Personal information
- Full name: Ronald David Fisher
- Born: 7 August 1911 South Melbourne, Victoria
- Died: 14 June 1993 Queensland
- Original team: Port Melbourne
- Height: 188 cm (6 ft 2 in)
- Weight: 85 kg (187 lb)
- Position: Ruck

Playing career^{1}
- Years: Club / Games (Goals)
- 1933–1938: St Kilda / 82 (71)
- ^{1} Playing statistics correct to the end of 1938.

= Ron Fisher (footballer) =

Australian rules footballer, born 1911

Ronald David Fisher (7 August 1911 – 14 June 1993) was an Australian rules footballer who played with St Kilda in the Victorian Football League (VFL).
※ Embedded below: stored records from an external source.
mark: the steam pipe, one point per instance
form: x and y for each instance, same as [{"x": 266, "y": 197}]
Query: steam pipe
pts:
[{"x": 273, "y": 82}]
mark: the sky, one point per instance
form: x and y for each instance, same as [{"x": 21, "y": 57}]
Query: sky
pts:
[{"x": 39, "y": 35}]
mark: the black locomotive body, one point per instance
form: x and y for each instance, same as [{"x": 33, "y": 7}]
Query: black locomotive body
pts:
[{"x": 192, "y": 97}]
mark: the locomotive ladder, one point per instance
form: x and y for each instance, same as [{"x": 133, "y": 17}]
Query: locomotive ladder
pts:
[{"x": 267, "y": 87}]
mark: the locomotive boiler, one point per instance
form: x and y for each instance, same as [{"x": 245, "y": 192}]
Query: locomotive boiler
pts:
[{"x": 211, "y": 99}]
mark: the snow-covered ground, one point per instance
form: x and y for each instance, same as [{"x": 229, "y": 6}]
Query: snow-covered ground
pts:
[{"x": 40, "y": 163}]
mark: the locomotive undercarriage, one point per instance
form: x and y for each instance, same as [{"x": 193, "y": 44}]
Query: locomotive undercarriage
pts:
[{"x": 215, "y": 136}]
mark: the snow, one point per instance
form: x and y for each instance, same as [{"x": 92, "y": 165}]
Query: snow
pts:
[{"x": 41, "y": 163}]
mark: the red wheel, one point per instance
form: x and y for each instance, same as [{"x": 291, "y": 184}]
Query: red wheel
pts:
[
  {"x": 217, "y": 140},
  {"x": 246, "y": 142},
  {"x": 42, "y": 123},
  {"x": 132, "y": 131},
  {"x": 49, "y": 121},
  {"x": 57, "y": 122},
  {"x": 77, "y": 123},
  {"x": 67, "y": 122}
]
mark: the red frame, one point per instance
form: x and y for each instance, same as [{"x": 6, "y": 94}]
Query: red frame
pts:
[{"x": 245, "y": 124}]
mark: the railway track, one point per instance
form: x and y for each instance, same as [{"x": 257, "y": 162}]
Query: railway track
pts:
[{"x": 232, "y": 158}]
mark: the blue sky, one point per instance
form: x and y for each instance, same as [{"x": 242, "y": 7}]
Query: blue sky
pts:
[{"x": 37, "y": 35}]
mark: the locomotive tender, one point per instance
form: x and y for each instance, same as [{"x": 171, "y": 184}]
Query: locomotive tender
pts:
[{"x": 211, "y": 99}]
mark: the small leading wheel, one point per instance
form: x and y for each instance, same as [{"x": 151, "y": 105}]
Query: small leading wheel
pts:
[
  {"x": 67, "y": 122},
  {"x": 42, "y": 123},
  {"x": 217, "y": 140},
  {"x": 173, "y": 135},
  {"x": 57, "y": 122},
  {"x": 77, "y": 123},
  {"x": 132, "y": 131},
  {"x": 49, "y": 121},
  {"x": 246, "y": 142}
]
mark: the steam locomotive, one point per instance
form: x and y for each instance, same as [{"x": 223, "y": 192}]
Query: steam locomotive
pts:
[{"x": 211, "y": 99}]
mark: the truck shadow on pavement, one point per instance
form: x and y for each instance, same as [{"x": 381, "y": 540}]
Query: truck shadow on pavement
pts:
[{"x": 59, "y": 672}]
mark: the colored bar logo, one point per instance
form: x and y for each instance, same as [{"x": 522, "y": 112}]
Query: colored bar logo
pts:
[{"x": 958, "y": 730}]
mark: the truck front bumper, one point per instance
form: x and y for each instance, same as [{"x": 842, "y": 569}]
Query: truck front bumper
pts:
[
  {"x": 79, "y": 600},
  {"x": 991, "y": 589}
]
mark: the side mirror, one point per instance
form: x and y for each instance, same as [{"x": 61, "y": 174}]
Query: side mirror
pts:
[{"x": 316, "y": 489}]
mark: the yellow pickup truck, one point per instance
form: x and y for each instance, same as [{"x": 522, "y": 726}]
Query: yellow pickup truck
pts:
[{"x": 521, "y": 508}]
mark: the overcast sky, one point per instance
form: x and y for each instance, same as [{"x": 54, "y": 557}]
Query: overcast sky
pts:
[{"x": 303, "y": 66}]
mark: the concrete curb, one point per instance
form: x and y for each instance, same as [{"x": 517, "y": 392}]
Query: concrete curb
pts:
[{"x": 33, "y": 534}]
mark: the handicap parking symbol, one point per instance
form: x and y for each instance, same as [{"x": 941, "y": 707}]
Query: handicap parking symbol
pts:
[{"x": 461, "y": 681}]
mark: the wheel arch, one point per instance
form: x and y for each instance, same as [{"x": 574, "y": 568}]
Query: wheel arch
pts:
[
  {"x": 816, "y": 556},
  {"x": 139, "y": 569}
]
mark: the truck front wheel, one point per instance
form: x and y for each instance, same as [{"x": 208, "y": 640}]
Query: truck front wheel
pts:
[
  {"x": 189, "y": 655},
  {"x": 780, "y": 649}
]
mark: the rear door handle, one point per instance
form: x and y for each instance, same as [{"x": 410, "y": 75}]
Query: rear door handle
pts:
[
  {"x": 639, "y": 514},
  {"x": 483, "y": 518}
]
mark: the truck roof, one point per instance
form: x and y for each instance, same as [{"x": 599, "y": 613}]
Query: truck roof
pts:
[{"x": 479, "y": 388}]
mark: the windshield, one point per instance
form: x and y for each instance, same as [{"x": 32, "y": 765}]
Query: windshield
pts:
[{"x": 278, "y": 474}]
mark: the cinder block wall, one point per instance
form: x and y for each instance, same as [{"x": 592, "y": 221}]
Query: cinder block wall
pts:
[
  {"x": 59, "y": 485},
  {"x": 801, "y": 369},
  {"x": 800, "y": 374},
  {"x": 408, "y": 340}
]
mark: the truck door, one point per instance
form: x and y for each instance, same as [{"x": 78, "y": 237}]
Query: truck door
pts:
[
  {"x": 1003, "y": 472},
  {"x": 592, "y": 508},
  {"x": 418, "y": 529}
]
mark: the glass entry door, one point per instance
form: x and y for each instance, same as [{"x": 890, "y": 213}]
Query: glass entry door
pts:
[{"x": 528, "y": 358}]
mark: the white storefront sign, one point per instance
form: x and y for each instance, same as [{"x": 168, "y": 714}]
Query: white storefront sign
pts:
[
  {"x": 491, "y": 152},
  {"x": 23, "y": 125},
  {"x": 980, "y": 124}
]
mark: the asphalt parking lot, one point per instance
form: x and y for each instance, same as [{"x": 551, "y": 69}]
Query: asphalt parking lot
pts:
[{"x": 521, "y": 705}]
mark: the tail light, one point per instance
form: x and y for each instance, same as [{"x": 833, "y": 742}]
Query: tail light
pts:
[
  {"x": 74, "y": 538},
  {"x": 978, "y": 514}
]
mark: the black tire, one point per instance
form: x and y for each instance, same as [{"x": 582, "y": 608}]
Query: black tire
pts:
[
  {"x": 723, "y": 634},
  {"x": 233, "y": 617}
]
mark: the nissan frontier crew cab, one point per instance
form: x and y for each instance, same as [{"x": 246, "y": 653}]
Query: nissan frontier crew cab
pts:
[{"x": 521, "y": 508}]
Fisher, a ruckman originally from Port Melbourne, played in the seconds at South Melbourne then Footscray, before coming to St Kilda in 1933. He made six senior appearances for St Kilda that year and remained a regular fixture in the team until 1938. Cleared to Ararat in 1939, Fisher was the club's coach for two seasons.

Fisher was captain-coach of Ararat in the Wimmera Football League in 1939 and 1940.

He was the younger brother of South Melbourne and St Kilda footballer Clem Fisher.